Structure-function studies of 1,25-dihydroxyvitamin D3 and the vitamin D endocrine system. 1,25-dihydroxy-pentadeuterio-previtamin D3 (as a 6-s-cis analog) stimulates nongenomic but not genomic biological responses

Abstract

The hormone 1,25-dihydroxyvitamin D3 (1,25-(OH)2D3) generates biological responses via both genomic and nongenomic mechanisms. This article addresses activity differences between the 6-s-trans (extended) and the 6-s-cis (steroid-like) conformation of 1,25-(OH)2D3 to initiate these responses.

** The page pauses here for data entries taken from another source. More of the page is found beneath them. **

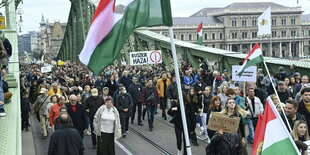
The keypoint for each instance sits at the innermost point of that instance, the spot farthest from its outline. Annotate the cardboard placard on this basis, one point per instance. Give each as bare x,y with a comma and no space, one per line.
219,121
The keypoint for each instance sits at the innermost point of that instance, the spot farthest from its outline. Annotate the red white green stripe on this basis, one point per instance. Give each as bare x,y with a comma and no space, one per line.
271,135
255,56
199,32
109,30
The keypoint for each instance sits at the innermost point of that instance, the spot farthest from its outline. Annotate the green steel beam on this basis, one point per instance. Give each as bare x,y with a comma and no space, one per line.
226,58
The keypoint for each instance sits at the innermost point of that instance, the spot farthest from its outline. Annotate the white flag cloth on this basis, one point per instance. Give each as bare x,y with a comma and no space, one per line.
264,23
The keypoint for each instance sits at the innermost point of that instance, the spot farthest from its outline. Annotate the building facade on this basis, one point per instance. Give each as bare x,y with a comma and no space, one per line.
234,28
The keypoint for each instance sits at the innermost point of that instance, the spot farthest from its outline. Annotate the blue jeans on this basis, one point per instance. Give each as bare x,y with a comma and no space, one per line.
250,137
150,114
1,93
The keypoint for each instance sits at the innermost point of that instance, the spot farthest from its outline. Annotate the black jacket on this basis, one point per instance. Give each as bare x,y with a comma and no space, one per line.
135,91
177,118
93,103
66,141
172,91
227,144
79,117
205,100
124,101
303,111
291,122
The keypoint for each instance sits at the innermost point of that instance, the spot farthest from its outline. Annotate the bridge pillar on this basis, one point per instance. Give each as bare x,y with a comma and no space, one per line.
290,49
280,47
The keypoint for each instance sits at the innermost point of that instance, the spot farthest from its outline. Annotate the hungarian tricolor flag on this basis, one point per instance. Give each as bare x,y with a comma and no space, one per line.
255,56
271,136
109,31
199,32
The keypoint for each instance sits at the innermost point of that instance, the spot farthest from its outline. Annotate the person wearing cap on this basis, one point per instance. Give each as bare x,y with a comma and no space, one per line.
78,114
92,104
283,92
54,90
39,107
54,111
105,93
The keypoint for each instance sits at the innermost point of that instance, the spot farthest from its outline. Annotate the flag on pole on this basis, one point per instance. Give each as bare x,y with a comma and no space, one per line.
255,56
264,23
199,32
109,31
271,135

Because of facile interconversion of the 6-s-trans and 6-s-cis conformers of 1,25-(OH)2D3, kinetically competent amounts of both conformers exist to interact with any potential receptors for 1,25-(OH)2D3. We have chemically synthesized 1,25-(OH)2-9,14,19,19,19-pentadeuterio-pre-D3 (1,25-(OH)2-d5-pre-D3), an analog of the 6-s-cis conformation of 1,25-(OH)2D3. We found that 1,25-(OH)2-d5-pre-D3 and 1,25-(OH)2D3 were equivalently active in two nongenomic systems (transcaltachia as measured in the perfused chick intestine and 45Ca2+ uptake through voltage-gated Ca2+ channels in ROS 17/2.8 cells). 1,25-(OH)2-d5-pre-D3 was significantly less active both in binding in vitro to the plasma vitamin D-binding protein (7%) and to the chick (10%) and pig (4%) intestinal nuclear 1,25-(OH)2D3 receptors generating genomic biological responses in vivo (induction of plasma levels of osteocalcin, < 5%) or in cultured cells (inhibition of HL-60 cell differentiation, < 5%; inhibition of MG-63 proliferation, < 2%; and induction of osteocalcin, < 2%). These results suggest that the genomic and nongenomic responses are mediated by separate receptors. Further, the 6-s-cis form (steroid-like conformation) of the natural hormone, 1,25-(OH)2D3, may be selectively responsible for its nongenomic function(s).